“Oh, you must be SO HAPPY to go home next week!”
I cringed. Sure, I was. But I also wasn’t.
And it wasn’t that I wasn’t happy. It was the shame of feeling both joy and dread, and the (gasp) relief of quarantine so I could decompress, that threw a punch to my gut with the heartbreaking thought, “how can you be such a bad wife/mother?”
The shame bore down on me, day by day.
Then I remembered what I’d learned from Susan David’s groundbreaking book“Emotional Agility,” that I could make choices-
Either I could continue punishing myself, or I could permit myself to gently accept how I felt, kindly, bravely.

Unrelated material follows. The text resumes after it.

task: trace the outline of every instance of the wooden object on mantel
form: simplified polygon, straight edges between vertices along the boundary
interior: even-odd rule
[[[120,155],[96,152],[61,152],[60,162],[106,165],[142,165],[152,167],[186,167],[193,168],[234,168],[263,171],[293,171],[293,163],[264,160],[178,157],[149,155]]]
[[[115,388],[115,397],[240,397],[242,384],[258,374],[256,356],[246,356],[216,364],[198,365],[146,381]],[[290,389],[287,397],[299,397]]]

I could hide, stuff, or be swallowed by these complex mixed feelings, or I could recognize them as signposts to what I valued.
If I’m dreading going home, it doesn’t mean I’m a bad mother. It just means I’ve discovered how much I value quiet time, and my passion for work. It signposts to me how burnt out I actually was, how much I REALLY need to exercise greater self care when I head back.
It shows me that to be a better wife/mother to my loved ones, I must first love myself more.
If I feel grief, it doesn’t mean I’m weak. It tells me I value new friendships, nature, and the gift of this new experience.
Unless we show up to our difficult emotions honestly, we cannot discover our values, what matters to us. We cannot discover our weaknesses, become more resilient. We cannot become better versions of ourselves.
By bravely asking ourselves, “What is my emotion telling me about what I value?”, we gain clarity and strength to move forwards.
Today, if you’re struggling with complex emotions, take a deep breath. Write them down. Instead of jumping into labels (“I am weak,” “I am pathetic,”) would you use them to discover what you value?
Instead of judging ourselves for how we feel (“I am a bad person to feel fearful”), could we say, “my struggle with fear tells me I value security.”
And then only, shall we walk towards deeper vulnerability, deeper connection and greater resilience, together.